法律に照らせば、被告人の判示所為中虚偽の公文書を作成せしめた点は刑法第百五十六条第百五十五条第一項昭和二十二年法律第百二十四号附則第四項右改正前の刑法第五十五条に、右虚偽の公文書を行使した点は刑法第百五十八条第一項第百五十六条第百五十五条第一項に、詐欺未遂の点は同法第二百四十六条第一項第二百五十条に夫々該当するところ右虚偽の公文書を一括行使した所為は一個の行為であつて数個の罪名に触れる場合に該り又右虚偽の公文書作成同行使並びに詐欺未遂の間には順次手段結果の関係があるから同法第五十四条第一項前段及び後段第十条に則り結局最も重い兵役関係についての虚偽公文書行使罪の刑に従つて処断すべく所定の刑期範囲内で被告人を懲役二年に処し訴訟費用は刑事訴訟法施行法第二条旧刑事訴訟法(大正十一年法律第七十五号)第二百三十七条第一項に従い全部被告人をして之を負担せしめることにする。

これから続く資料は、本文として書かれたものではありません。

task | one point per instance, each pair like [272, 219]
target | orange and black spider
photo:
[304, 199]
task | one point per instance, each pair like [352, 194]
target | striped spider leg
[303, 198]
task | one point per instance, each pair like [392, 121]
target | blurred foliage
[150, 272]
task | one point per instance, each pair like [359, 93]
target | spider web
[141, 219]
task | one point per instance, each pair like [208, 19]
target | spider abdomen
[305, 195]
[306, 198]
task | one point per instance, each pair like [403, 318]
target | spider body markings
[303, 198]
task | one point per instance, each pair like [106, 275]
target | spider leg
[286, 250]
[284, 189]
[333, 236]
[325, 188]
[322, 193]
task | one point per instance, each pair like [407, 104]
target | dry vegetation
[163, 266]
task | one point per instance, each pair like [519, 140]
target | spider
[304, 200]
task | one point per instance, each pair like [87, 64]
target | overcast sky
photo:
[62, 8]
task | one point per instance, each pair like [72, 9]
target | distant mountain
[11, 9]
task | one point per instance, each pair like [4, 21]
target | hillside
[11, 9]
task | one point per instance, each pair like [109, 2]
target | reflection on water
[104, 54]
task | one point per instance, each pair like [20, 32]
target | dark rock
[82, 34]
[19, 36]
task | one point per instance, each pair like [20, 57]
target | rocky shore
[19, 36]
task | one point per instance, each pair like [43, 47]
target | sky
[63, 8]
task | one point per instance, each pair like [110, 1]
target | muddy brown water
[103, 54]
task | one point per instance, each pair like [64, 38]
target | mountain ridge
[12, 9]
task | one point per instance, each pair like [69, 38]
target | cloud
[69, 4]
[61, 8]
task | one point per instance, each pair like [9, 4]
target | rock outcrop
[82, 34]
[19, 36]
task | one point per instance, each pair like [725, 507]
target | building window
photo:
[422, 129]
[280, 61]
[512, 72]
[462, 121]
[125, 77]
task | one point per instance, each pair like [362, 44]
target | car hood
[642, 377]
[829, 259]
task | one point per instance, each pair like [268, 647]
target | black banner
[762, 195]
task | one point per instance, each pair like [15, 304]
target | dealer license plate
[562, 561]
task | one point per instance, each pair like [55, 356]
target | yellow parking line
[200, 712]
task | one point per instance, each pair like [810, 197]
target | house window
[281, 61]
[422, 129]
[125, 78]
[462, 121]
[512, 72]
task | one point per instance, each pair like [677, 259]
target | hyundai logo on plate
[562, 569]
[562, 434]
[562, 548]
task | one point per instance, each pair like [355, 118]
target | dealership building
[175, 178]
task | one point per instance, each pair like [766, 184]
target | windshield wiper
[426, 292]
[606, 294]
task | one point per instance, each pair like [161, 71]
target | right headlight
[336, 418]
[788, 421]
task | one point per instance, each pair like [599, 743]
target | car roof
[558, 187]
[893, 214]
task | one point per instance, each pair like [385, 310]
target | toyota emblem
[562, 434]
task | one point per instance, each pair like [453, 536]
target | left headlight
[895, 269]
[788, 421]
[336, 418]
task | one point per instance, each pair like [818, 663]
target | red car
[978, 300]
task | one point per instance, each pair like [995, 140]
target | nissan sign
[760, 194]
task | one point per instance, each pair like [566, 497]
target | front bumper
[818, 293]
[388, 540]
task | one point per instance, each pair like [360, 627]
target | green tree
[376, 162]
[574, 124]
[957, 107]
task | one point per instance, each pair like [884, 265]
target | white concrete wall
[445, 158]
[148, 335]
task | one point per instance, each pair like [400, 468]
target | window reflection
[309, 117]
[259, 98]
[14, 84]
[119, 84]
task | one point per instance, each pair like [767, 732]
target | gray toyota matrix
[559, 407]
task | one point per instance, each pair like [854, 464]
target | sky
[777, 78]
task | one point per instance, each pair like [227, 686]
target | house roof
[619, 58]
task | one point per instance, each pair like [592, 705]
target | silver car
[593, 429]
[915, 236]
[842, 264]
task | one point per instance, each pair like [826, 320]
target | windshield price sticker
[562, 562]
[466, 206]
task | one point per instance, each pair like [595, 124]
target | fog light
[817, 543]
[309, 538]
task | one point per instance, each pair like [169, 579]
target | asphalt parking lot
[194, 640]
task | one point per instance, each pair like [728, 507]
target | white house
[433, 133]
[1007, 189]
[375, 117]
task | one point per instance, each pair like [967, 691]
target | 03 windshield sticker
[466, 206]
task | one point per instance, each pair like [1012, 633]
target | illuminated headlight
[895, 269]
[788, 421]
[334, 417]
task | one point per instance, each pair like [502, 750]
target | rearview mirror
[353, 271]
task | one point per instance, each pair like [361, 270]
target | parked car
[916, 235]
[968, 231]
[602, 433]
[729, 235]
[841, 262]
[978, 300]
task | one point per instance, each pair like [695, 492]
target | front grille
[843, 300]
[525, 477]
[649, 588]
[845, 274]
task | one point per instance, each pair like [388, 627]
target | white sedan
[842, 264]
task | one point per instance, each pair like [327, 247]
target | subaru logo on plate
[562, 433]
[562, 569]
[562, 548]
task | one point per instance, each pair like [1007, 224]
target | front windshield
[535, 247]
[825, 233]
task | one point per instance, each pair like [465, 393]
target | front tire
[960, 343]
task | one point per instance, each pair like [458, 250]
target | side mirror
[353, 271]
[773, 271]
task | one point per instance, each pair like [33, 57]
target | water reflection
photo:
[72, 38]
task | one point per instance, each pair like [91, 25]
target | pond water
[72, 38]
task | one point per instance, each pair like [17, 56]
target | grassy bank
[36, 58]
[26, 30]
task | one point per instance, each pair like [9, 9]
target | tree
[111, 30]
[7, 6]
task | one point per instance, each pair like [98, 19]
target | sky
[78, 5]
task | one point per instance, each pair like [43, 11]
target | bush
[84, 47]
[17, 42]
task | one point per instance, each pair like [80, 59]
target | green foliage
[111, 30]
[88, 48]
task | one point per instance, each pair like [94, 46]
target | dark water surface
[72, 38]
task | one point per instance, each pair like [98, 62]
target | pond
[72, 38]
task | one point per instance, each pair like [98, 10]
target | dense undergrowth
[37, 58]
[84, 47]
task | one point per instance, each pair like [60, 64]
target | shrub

尚弁護人松井佐は本件公訴事実は既に昭和二十三年七月十九日熊本地方裁判所において免訴の確定判決を経た警察犯処罰令違反の犯罪事実と同一の事実関係に属するから、更に本件につき被告人を処罰することは日本国憲法第三十九条に違反するものであり本件については旧刑事訴訟法第三百六十三条第一号に則り即時免訴の判決を言渡すべきである旨主張するけれども本件記録騙綴の検察事務官渡辺喬作成にかゝる判決謄本(記録第一六一丁以下)によれば右確定判決を経た警察犯処罰令違反の犯罪事実は「被告人は米領ハワイに居住する父の許に渡航しようと企てたが兵役関係があると渡航出来ないので昭和二十二年八月十八日熊本県玉名郡大原村役場に於て同村長菅原一八に対し昭和十九年十二月一日から同二十年八月十五日迄兵役に服した事実があるに拘らず兵役関係は全然ない旨不実の申述を為した」と謂うのであつて、齊しく判示渡航目的のために為された所為であり且本件の先駆を為すものであつたとはいえ本件より更に数日を遡る別の機会に為されたものであり又その行為の態様等から考察しても判示認定の本件公訴事実とは別異の関係にあると目するのが相当であるから、本件につき、被告人を処罰することは前記憲法第三十九条の規定に違反するわけではなく又所論の如く旧刑事訴訟法第三百六十三条第一号により免訴の言渡を為すべき筋合のものでもない。従つて右弁護人の主張は之を採用し難い。